Iron Fish Distillery breaks ground

Members of Mansitee and Benzie county's business communities attended a groundbreaking on Monday for the Iron Fish Distillery, which will be located on a farmstead in Springdale Township. (Colin Merry/Pioneer News Network)

Members of Mansitee and Benzie county’s business communities attended a groundbreaking on Monday for the Iron Fish Distillery, which will be located on a farmstead in Springdale Township. (Colin Merry/Pioneer News Network)

From land to bottle, ingredients will be grown on-site

SPRINGDALE TWP. — Members of the Manistee and Benzie county business communities attended a groundbreaking ceremony on Monday at the future site for a distillery in Springdale Township.

Owners of The Iron Fish Distillery, Richard and Sara Anderson, David Wallace and Heidi Bolger, lifted the first shovelfuls of dirt from the farmstead that will serve as the distillery’s future location at 14234 Dzuibanek Road in Thompsonville.

Richard Anderson said the main products will be vodka, gin, rum and whiskey. He also said they will work on some collaborations with other area wineries and breweries.

“The equipment we are importing from Germany has that kind of flexibility,” he said.

David Wallace, Heidi Bolger, Sarah Anderson and Richard Anderson break ground on Monday at the future location of the Iron Fish Distillery, which will not only create spirits, but grow the grain used to make them.  (Colin Merry/Pioneer News Network)

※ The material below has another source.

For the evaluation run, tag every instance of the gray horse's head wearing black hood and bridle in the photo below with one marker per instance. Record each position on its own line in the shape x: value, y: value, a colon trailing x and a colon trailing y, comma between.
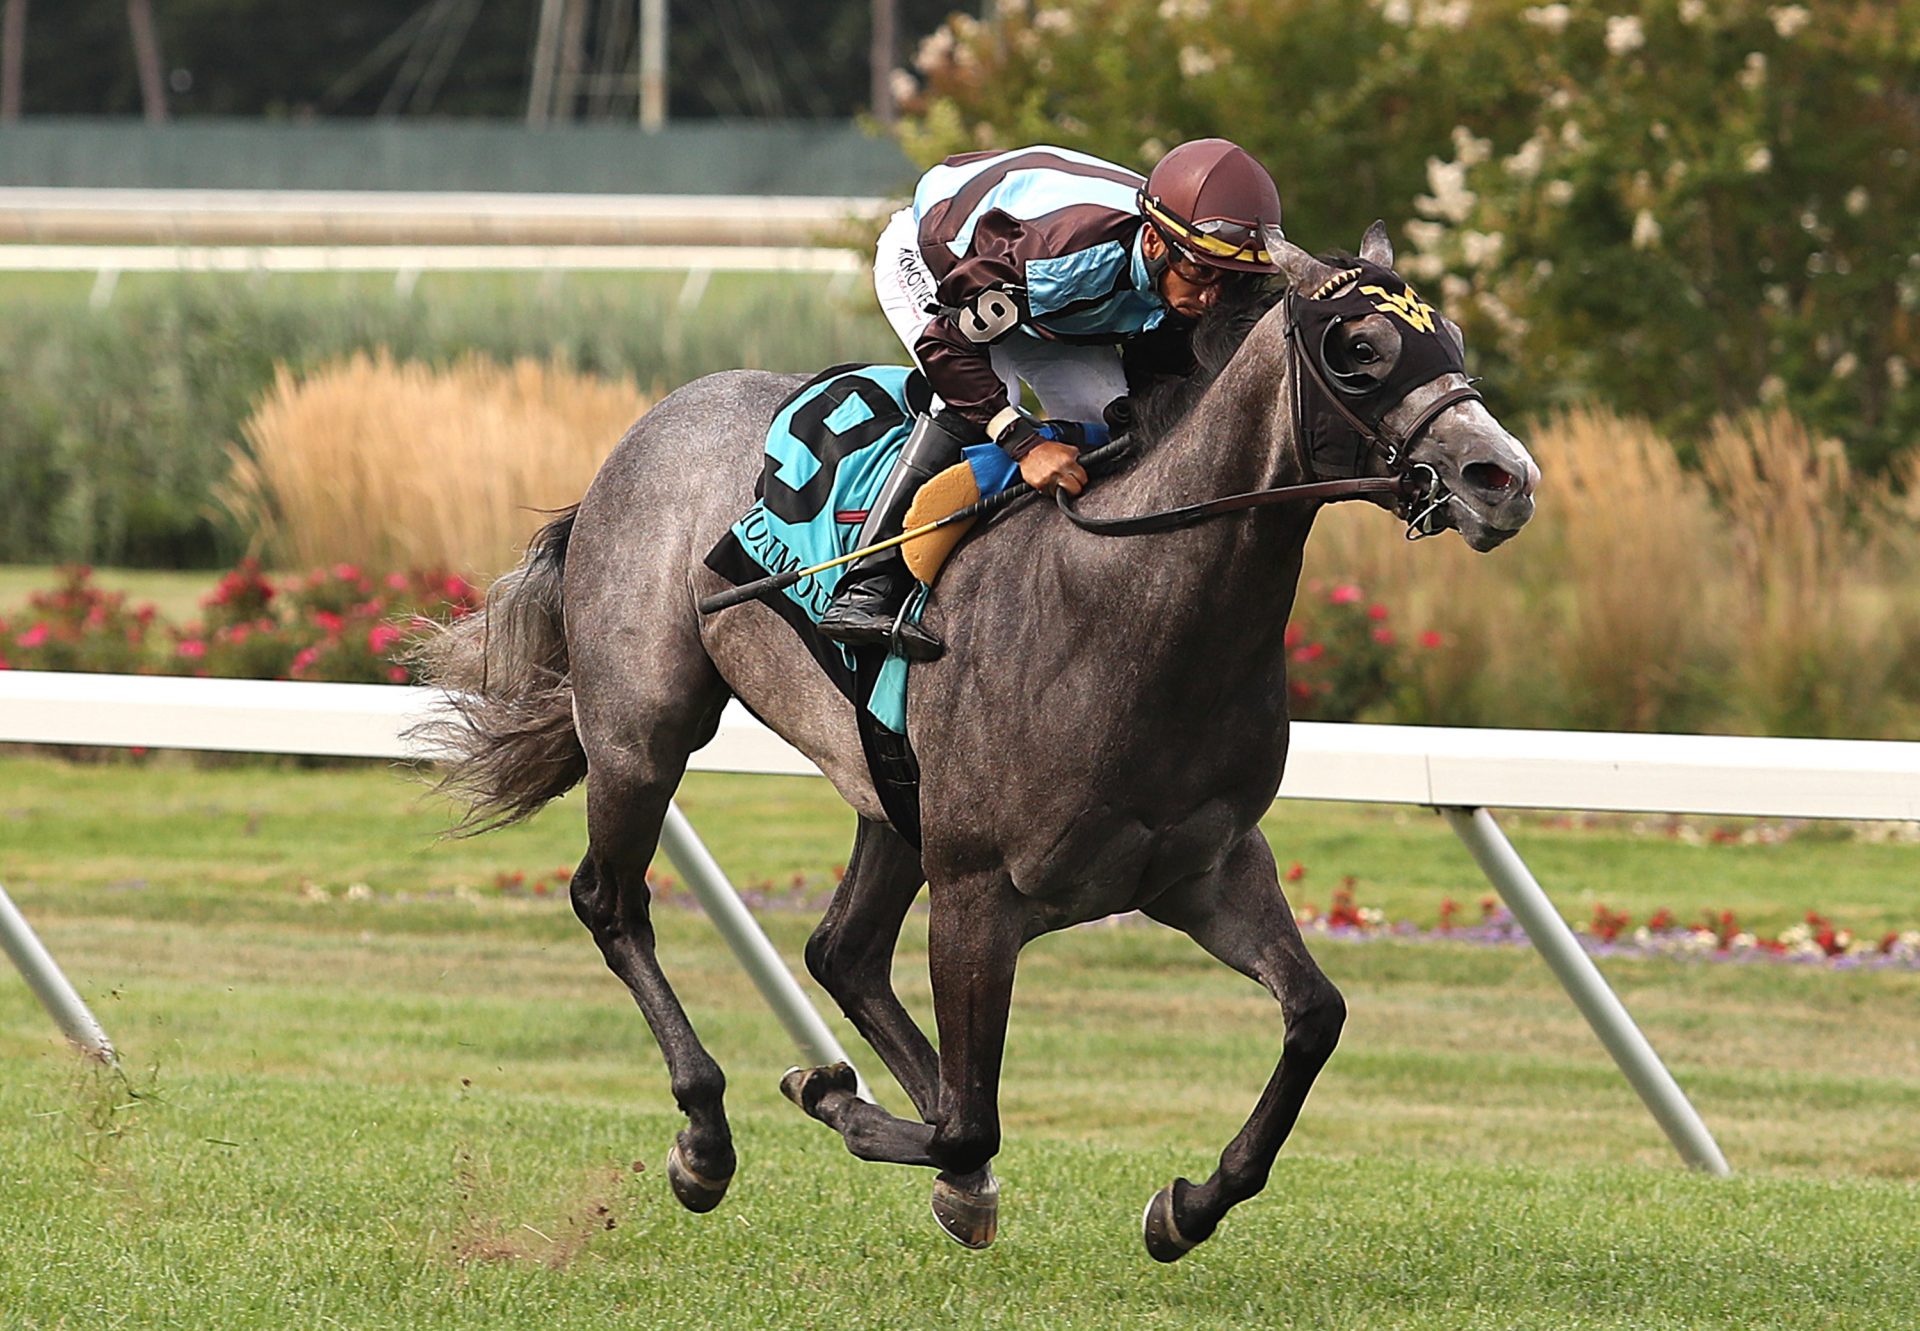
x: 1385, y: 393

David Wallace, Heidi Bolger, Sarah Anderson and Richard Anderson break ground on Monday at the future location of the Iron Fish Distillery, which will not only create spirits, but grow the grain used to make them. (Colin Merry/Pioneer News Network)

He also said that that Iron Fish will be a self-sufficient distillery; the grain for the spirits will be grown on-site.

“We’re really excited to offer craft spirits,” Richard said. “The craft spirit movement is unfolding, and our contribution to that movement is being a field-to-glass distillery. We’ll be planting the seeds, growing the grain, harvesting it and milling it. Everything will be done right here.”

He said some grain will be purchased from regional growers.

Sarah Anderson said once the facility is built, the Iron Fish will feature the production facility, as well as a tasting room and rental space for community and private events, such as weddings. A large barn, located on the property, will be renovated.

“People will be able to come here and try (samples) of our products,”she said. “There will also be cocktails, and non-alcoholic drinks for children.”

With number of distilleries opening in Northern Michigan, Sarah hopes a whiskey trail, much like the wine trails of Leelanau and Grand Traverse counties, gets established.

According to Richard, the distillery should be open in March. Sarah said Iron Fish will be open year-round.

The Andersons said the idea behind the Iron Fish is to celebrate the connection between the land, water and agricultural resources of the area.

“The Betsie River is so close,” Richard said. “The steelhead run in the river, and that became our inspiration for the brand. There is a connection between the watersheds, these fields and our future distillery.”

Wallace said the idea to start a distillery came from a trip to Scotland.

“We took a tour of Scotland’s distilleries,” he said. “Were on the Island of Islay and came up with the idea. We got to about the fourth distillery, and were listening to the distillers talk about how they did it, when we started discussing it. It was a seed planted. Over the years, we started talking about it more and more.”

Eventually, Wallace purchased the Chamberlain farmstead where Iron Fish will be located, and began planning with the others. He said the farmstead was a working farm until its previous owners could no longer operate it, and left the farmstead to live at The Maples Medical Care Facility in the late 1990s.

Tim Ervin, resource development director for the Alliance for Economic Success, said he was glad to see the distillery break ground.

“We’re excited about this,” Ervin said. “This is a complete farm and food asset. They are leveraging what they have: the land, the farm, and creating products on it. This is a poster child for agricultural manufacturing.”

He said the AES helped connect the owners of the future distillery to resources, such as the Michigan Department of Agriculture, the Michigan State University Product Center and the Michigan Economic Development Corporation.

The AES also worked with the owners and Springdale Township, to redistrict the zone to allow the brewery to function.

“We were really happy with the welcome we got,” Richard said. “We were able to connect with local government and business groups to help us get started. It was overwhelmingly helpful to have this kind of support. We’re proud to be part of this community.”